Les femmes bisexuelles sont particulièrement victimes de biphobie, à la fois des personnes hétérosexuelles et de certaines lesbiennes. Leur bisexualité les expose davantage à certaines violences, notamment venant de partenaires intimes[2].

Occultation de la bisexualité et biphobie intériorisée

Les femmes bi sont généralement présumées hétérosexuelles (particulièrement si elles sont en couple avec un homme) ou lesbiennes (notamment si elles sont en couple avec une femme). Leur bisexualité est soit occultée, soit présentée comme une phase (de l'hétérosexualité vers le lesbianisme)[5]. L'invisibilisation de la bisexualité, le faible nombre de personnalités ouvertement bisexuelles, l'absence de groupes de soutien, y compris au sein de la communauté LGBT+, conduit souvent à une biphobie intériorisée[5]. Aux États-Unis, beaucoup de femmes bisexuelles refusent de se qualifier de bisexuelles. Certaines femmes bi ne rendent pas publique leur bisexualité, notamment auprès de leur famille ou de leur communauté, afin de ne pas couper les liens avec eux. Elles sont perçues comme hétérosexuelles ou lesbiennes. Cela les conduit parfois à se sentir impostrices dans leur propre communauté[5].

Double peine biphobe

L'hostilité de personnes homosexuelles envers les femmes bi peut s’expliquer par la tendance à rejeter les personnes perçues comme trop en dehors de la norme au sein d'un groupe déjà minoritaire, par peur que la société rejette encore plus les personnes gay et lesbiennes (voir homonormativité et politique de la respectabilité). Dans le même temps, les personnes bisexuelles sont perçues par certains gays et lesbiennes comme des personnes privilégiées, pouvant se « réfugier » dans des relations hétérosexuelles et ne subissant donc pas les mêmes oppressions que les homosexuels. Pour certaines lesbiennes, la bisexualité est un échec, jugeant que la personne n'a pas complètement déclaré son allégeance à la communauté (homosexuelle). Ainsi, les femmes bisexuelles sont à la fois accusées d'être trop queer, et pas assez queer[5]. Dans L'architecture de la biphobie, Floralie Resa compare la situation des bisexuelles à la situation des binationaux en temps de guerre[7],[8].
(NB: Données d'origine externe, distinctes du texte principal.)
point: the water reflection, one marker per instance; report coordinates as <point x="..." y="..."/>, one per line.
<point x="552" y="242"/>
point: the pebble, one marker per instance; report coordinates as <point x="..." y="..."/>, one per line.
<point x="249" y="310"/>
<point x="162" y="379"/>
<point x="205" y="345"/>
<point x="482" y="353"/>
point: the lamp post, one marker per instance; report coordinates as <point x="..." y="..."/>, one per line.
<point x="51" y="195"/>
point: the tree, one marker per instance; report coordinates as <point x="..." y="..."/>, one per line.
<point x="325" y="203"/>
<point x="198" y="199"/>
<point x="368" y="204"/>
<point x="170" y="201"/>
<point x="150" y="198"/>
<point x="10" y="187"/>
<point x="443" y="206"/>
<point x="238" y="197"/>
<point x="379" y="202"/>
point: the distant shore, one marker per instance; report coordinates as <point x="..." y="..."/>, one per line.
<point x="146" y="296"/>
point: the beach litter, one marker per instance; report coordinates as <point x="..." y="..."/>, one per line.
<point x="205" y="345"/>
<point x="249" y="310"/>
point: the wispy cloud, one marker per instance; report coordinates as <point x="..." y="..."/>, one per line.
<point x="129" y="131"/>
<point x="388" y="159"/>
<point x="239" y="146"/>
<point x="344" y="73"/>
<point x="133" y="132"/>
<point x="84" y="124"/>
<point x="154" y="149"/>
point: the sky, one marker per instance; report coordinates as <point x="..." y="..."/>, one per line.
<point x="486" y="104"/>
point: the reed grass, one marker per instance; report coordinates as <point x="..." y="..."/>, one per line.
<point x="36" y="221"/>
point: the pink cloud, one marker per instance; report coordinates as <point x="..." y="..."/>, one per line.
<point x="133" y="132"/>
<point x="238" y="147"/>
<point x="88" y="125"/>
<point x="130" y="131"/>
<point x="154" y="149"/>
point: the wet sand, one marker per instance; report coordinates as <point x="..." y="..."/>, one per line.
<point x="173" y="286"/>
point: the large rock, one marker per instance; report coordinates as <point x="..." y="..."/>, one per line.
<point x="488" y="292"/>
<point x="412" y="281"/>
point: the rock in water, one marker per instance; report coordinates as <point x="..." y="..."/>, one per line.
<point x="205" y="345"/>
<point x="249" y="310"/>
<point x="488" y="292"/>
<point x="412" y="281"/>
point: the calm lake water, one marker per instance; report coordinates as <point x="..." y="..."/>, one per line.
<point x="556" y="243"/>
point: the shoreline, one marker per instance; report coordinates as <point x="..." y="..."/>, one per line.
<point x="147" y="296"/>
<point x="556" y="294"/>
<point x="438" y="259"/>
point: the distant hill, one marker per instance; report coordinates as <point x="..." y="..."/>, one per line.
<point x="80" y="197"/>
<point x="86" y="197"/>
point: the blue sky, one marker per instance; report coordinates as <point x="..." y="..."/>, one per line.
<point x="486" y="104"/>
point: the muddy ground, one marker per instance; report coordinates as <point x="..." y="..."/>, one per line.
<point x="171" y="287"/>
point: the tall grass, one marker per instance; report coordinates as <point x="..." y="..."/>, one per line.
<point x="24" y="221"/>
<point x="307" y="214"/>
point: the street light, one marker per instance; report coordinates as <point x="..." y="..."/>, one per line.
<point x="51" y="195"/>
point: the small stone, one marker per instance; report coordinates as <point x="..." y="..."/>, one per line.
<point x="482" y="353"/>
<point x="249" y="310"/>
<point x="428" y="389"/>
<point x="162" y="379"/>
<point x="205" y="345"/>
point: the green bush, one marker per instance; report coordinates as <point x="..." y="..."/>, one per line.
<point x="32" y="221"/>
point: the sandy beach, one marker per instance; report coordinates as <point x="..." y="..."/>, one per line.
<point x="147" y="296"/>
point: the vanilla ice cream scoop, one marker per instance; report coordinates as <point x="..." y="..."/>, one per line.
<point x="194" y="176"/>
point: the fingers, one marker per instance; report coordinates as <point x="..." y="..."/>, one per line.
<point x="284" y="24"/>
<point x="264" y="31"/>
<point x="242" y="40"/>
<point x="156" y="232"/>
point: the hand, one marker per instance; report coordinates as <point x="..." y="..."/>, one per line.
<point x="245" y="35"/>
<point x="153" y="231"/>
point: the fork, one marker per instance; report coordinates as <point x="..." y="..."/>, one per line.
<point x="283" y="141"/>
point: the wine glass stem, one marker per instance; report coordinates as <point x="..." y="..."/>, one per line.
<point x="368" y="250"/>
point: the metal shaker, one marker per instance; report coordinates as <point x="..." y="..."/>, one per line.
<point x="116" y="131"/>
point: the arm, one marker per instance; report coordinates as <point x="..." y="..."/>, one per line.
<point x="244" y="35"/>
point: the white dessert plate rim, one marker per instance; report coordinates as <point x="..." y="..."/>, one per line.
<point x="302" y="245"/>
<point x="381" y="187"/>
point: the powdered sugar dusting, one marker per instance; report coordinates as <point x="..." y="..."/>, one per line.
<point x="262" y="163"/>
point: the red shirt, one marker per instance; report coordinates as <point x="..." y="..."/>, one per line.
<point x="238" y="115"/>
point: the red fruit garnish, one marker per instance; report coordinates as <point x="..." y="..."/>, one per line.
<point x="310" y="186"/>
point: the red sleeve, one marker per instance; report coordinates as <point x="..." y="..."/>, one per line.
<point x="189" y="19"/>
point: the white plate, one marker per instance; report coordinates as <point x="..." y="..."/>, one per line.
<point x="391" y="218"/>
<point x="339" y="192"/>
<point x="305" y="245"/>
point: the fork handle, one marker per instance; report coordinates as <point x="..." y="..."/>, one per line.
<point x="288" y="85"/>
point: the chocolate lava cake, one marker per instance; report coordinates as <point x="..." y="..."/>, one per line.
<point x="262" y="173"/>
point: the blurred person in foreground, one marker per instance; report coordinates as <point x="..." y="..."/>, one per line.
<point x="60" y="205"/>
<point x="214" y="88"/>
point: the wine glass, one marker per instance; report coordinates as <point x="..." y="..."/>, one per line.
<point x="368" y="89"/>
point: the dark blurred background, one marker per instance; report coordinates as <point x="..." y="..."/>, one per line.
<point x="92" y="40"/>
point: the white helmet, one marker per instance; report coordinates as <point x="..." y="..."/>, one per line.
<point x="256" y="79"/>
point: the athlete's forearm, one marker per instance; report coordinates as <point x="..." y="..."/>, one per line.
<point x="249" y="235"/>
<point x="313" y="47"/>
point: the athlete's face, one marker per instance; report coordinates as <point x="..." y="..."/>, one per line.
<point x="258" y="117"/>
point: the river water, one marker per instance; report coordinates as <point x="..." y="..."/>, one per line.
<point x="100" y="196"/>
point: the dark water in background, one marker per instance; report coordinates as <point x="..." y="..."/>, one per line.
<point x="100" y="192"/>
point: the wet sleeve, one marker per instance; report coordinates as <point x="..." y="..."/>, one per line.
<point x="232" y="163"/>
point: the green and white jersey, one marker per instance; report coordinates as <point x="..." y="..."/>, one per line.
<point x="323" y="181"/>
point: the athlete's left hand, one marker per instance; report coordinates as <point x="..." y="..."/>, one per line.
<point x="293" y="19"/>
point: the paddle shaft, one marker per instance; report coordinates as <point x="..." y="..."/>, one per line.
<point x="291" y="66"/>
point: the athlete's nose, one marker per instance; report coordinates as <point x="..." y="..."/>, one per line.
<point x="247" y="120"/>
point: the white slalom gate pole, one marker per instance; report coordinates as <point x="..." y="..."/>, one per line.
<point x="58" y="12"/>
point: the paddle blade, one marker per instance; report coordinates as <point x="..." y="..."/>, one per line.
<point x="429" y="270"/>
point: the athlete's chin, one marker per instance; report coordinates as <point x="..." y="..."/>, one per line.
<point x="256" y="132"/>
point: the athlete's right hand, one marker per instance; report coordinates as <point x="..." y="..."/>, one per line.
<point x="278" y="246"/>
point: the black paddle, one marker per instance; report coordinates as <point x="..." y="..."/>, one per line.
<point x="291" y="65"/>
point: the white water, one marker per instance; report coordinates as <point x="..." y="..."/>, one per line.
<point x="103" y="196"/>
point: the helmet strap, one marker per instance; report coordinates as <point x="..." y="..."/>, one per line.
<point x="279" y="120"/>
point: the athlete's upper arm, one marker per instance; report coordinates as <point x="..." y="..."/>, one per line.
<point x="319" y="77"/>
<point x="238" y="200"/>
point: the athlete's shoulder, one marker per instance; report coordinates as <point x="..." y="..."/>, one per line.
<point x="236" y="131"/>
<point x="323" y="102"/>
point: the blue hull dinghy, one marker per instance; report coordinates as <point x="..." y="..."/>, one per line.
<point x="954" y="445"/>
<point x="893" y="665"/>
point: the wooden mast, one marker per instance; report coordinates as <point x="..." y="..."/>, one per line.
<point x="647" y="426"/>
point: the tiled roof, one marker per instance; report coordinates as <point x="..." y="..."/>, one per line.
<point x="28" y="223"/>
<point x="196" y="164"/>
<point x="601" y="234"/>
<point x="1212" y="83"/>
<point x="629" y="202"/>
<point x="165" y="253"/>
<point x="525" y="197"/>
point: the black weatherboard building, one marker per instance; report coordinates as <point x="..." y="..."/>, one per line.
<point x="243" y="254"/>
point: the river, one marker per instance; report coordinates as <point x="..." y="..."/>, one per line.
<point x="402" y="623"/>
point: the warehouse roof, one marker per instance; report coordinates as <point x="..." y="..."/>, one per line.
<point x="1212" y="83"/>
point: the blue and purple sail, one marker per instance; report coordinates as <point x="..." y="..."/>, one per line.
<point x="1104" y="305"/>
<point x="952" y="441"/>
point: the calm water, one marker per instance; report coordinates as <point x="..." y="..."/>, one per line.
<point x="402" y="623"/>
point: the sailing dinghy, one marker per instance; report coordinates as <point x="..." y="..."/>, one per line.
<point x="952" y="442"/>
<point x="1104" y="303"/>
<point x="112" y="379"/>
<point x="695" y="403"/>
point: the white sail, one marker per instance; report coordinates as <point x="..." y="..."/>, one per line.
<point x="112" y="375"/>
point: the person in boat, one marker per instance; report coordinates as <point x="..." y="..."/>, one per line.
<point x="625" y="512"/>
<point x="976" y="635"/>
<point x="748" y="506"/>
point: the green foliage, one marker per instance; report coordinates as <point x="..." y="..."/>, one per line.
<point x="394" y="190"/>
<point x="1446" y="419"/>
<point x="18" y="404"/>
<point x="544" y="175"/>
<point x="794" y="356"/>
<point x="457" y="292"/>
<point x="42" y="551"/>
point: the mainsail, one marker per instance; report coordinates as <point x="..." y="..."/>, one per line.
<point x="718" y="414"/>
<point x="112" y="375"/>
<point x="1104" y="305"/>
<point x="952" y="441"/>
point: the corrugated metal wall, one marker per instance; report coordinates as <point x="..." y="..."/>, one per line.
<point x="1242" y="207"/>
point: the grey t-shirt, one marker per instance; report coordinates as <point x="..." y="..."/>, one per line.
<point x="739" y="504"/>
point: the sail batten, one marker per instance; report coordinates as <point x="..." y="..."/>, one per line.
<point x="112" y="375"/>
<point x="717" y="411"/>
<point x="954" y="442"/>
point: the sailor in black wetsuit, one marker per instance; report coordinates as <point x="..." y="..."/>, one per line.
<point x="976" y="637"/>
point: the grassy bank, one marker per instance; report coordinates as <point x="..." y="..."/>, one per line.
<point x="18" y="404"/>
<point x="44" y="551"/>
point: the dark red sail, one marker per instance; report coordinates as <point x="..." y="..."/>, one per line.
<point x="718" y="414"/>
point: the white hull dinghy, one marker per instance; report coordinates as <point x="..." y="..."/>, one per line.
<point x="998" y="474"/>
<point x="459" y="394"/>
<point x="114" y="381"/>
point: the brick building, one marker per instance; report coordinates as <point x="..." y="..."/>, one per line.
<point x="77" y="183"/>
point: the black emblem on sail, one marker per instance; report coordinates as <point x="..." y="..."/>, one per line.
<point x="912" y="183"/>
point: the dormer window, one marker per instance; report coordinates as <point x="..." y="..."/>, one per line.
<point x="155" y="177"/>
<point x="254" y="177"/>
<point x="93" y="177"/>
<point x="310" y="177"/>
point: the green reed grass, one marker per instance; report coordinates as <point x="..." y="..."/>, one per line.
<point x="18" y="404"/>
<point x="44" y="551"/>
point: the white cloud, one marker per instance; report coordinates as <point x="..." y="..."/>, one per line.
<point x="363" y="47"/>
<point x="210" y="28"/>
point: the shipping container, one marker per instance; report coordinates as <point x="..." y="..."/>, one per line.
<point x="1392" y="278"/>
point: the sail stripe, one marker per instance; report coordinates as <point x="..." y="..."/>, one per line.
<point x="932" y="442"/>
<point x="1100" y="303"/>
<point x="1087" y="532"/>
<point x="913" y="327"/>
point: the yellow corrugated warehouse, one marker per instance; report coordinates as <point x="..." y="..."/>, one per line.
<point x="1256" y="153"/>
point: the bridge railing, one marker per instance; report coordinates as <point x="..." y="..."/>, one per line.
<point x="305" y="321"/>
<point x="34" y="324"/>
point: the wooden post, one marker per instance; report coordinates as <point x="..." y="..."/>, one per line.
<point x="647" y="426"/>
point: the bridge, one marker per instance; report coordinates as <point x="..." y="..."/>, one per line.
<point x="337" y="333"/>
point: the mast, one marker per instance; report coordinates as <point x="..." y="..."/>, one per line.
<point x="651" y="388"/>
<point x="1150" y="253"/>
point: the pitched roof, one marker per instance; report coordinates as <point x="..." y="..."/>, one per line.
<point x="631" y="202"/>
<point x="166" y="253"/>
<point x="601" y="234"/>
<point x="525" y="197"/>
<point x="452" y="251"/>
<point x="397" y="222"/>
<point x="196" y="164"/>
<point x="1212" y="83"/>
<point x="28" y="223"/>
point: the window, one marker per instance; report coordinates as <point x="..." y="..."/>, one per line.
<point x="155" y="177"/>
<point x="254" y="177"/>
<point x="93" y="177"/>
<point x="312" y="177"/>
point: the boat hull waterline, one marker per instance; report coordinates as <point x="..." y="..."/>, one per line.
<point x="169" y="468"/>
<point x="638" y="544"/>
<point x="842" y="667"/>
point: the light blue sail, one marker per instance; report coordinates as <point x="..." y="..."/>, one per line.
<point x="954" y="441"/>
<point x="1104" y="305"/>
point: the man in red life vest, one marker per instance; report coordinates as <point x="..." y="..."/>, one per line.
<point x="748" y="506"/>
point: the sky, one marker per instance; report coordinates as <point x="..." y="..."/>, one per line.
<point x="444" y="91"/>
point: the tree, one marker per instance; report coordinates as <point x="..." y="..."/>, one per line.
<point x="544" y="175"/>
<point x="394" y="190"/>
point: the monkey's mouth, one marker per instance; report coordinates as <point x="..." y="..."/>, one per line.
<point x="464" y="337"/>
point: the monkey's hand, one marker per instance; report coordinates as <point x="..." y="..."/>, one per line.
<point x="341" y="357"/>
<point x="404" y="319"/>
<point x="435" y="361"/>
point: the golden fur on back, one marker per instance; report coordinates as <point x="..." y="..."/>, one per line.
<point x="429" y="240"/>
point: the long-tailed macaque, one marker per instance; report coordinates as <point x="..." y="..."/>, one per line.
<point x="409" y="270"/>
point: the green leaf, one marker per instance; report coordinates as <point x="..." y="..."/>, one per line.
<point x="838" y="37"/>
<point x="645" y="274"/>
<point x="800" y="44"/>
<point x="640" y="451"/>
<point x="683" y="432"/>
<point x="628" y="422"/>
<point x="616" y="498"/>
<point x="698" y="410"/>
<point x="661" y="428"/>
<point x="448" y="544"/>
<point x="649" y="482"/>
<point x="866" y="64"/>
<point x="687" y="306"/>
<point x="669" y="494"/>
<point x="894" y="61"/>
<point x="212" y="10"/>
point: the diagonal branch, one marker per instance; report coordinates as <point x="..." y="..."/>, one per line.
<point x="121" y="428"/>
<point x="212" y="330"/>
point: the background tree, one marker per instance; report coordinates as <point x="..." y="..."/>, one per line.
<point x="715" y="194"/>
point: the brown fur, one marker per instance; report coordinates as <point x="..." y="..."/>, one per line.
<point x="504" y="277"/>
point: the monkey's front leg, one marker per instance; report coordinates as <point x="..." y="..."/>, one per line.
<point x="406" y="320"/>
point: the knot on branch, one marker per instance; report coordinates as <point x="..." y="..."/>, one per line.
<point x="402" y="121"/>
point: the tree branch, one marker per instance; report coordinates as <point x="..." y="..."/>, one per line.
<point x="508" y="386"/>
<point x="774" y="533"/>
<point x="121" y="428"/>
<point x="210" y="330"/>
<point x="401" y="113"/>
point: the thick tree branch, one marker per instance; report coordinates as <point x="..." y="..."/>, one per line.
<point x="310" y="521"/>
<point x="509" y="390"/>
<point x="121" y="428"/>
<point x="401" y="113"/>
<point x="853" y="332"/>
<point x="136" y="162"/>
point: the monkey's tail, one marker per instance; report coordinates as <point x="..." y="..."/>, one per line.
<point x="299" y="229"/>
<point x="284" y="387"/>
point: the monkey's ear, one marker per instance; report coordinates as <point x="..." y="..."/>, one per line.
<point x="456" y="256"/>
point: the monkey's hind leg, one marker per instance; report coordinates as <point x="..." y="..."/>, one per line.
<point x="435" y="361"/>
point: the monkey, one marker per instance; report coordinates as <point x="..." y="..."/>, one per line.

Carol Berenson note que la perception qu’ont les femmes bisexuelles d'elles-même, comme des femmes qui abattent les barrières, est très différente de la perception qu’en ont certaines lesbiennes, pour qui les femmes bi sont au contraire des opportunistes qui se tiennent « sur la barrière »[Note 2], refusant de respecter les frontières entre hétérosexualité et homosexualité[9].